ANU Archives, ANUA 225-1148

Professor Ralph Owen Slatyer AC, who died aged 83, will be long remembered not only as one of Australia’s most distinguished scientists but for his commitment to ecologically sustainable utilisation of the natural environment and his determination to ensure Australian science should be as good as any in the world. He was also dedicated to the benefits of cooperation and teamwork in research.

Professor Slatyer achieved international recognition initially for his research on the water relations of plants, and on plant succession. He is best known as a leader of Australian science, including as Australia’s first Chief Scientist (1989–92), where he was instrumental in setting up the system of Cooperative Research Centres. He also had a succession of leadership roles at the CSIRO Division of Land Research, where he became a Chief Research Scientist at an extraordinarily young age, and subsequently as a founding Professor of Environmental Biology at the Research School of Biological Sciences at the ANU and then as Director of RSBS from 1984 to 1989. He was also Australian Ambassador to UNESCO (1978–81).

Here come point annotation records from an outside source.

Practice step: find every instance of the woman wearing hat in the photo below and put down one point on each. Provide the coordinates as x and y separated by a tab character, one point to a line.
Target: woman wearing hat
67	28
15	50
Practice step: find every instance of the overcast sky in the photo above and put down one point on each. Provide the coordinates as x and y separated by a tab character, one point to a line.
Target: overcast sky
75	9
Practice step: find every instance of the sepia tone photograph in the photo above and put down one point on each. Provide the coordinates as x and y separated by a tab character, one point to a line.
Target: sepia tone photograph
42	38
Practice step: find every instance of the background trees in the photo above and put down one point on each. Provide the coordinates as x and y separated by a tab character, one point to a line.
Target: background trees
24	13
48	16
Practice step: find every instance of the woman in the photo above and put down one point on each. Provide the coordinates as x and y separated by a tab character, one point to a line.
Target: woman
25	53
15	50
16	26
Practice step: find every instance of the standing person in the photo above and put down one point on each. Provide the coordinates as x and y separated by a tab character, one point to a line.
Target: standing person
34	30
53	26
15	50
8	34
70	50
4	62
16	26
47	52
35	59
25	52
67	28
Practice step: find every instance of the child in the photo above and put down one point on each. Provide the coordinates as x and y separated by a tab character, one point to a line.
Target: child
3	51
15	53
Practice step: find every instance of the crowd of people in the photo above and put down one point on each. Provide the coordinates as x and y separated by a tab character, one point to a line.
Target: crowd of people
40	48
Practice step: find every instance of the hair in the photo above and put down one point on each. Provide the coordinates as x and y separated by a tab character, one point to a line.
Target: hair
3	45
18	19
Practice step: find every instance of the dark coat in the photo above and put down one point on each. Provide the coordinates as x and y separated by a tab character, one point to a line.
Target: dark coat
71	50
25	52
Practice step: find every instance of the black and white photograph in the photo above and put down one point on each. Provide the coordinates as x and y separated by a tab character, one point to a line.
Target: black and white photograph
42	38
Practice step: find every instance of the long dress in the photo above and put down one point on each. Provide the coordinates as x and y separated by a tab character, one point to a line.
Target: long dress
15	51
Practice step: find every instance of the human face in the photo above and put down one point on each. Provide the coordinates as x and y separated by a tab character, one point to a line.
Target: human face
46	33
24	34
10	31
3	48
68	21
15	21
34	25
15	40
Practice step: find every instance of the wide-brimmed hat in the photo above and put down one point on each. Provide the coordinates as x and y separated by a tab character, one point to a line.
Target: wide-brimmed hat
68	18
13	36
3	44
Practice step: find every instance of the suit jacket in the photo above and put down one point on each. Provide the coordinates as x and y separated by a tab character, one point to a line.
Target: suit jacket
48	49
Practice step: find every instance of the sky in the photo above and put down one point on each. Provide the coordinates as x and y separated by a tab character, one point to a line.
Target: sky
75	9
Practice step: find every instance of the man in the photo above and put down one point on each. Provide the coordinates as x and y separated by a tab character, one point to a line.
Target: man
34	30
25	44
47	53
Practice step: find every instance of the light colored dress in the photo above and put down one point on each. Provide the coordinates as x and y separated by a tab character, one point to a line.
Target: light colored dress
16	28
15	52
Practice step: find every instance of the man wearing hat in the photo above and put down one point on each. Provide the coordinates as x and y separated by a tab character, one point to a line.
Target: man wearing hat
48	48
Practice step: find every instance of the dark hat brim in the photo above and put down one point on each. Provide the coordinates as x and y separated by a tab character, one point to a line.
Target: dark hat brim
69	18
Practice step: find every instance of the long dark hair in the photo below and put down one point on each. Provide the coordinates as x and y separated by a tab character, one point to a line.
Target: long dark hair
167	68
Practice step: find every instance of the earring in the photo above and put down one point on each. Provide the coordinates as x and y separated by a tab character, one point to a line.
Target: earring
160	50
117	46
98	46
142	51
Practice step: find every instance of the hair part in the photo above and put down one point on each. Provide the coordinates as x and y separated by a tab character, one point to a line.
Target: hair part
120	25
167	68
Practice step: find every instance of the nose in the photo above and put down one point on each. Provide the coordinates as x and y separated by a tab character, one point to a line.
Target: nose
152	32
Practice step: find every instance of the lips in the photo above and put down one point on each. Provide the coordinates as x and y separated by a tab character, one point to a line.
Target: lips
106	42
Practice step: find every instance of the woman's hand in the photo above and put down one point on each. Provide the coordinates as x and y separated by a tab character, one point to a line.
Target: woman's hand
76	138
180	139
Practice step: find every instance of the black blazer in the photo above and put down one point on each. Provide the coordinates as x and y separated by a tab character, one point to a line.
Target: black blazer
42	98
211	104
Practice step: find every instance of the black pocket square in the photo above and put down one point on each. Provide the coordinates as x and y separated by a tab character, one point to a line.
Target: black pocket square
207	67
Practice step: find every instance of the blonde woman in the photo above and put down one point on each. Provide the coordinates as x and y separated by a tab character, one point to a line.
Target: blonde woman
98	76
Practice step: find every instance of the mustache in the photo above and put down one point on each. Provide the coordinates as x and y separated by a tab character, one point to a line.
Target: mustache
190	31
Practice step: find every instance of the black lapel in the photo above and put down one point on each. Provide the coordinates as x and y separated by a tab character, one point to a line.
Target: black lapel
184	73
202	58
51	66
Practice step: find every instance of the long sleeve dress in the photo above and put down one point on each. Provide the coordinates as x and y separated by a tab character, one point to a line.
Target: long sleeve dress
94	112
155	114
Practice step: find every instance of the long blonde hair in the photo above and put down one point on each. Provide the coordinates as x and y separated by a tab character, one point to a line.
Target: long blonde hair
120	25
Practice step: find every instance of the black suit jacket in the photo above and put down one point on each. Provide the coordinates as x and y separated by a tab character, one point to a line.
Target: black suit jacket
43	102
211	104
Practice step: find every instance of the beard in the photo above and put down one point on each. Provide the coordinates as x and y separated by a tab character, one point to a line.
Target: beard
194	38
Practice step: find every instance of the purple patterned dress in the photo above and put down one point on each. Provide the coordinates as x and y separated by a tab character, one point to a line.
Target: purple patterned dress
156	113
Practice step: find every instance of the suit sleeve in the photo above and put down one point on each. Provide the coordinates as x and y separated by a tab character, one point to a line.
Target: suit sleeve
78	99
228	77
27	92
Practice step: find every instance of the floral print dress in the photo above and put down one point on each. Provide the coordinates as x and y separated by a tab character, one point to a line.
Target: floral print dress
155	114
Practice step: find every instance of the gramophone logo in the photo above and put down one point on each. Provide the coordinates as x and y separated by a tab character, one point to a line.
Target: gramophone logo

Ralph was born in Melbourne and grew up in Western Australia, one of five siblings. His mother gave him a love of nature and fostered curiosity in all things. His father gave him a love of work, and of mastery of detail. Ralph went to Perth Modern School and Wesley College. He was keen on agriculture and engineering. Luckily for science in Australia, agriculture won. He took a degree in agriculture at the University of Western Australia, graduating BSc in 1951, and picking up the David Evans Memorial Prize along the way, the first of many honours. He has recalled that at university after World War II, there was strong competition between the ex-servicemen and women and the school leavers. Each group was determined to do well, which promoted hard work and success among both groups around the country. It was then that Ralph met his fellow undergraduate, his lifetime love and companion, June Wade, whom he married in 1953.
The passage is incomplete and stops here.